11 – Se as multas ou indemnizações forem aplicadas a uma entidade sem personalidade jurídica, responde por elas o património comum e, na sua falta ou insuficiência, solidariamente, o património de cada um dos associados.»
Não é justo que uma empresa tenha personalidade e um robot não a possa ter. Independentemente de este ter existência física ou se limitar a ser um programa que corra num computador, na internet ou num ser com aparência ou não humana, desde que tenha capacidade de tomar decisões perante situações da vida real, por si próprio, não vemos porque deve ter um tratamento inferior ao de uma pessoa colectiva.
Como dissemos supra não careceria de ser submetido a um teste de Turing, mas necessitaria de uma decisão de reconhecimento de existência de personalidade digital, semelhante à de uma fundação, bastando para tal a verificação que tem capacidade, por si próprio, de tomar decisões perante situações da vida real, mesmo que estas se limitem a virar à esquerda ou à direita. O facto de ter sido programado, isso não lhe tira dignidade, porquanto pode ser julgado pela escolha que fez, pela decisão que tomou e há que haver a possibilidade de haver um direito de regresso sobre terceiros.

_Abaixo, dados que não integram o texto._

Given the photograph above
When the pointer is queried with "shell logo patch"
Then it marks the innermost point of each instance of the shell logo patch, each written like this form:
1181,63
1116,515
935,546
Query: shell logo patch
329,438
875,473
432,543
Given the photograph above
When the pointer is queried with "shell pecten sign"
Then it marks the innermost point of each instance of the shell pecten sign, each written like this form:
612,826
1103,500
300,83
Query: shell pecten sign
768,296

Até porque não se pode dar menos dignidade a um ser inteligente do que aos animais que nos termos do novo Artigo 201.º-B (Animais) do nosso Código Civil que regula que «Os animais são seres vivos dotados de sensibilidade e objecto de protecção jurídica em virtude da sua natureza.» e o Artigo 201.º-D (Regime subsidiário) Na ausência de lei especial, são aplicáveis subsidiariamente aos animais as disposições relativas às coisas, desde que não sejam incompatíveis com a sua natureza.
Não nos podemos esquecer que, neste momento, já algumas bolsas de valores mobiliários em que as transacções são feitas entre robots ou por robots, sem existência física, representando pessoas singulares e colectivas a uma velocidade e com capacidades humanamente impossíveis. Estou certo que nas últimas crises financeiras houve uma quota de responsabilidade, nas mesmas, que poderia ser assacada a esses robots, sem que isso tivesse sido feito, por se partir do princípio que os responsáveis teriam sido os humanos ou para que os investidores não deixassem de acreditar na robótica pois seria impossível tecnicamente voltar atrás.
Quer isto dizer que as pessoas robóticas têm que ser reconhecidas sob pena de as pessoas físicas passarem a ser vitimas na qualidade de vitimas e na qualidade de responsáveis por decisões que os robots tomam, sob as quais não têm controle. Tal reconhecimento tem que as tornar responsáveis quer civil quer criminalmente (RCCR – Robot Civil and Criminal Responsability), deixando algumas de ser meras coisas.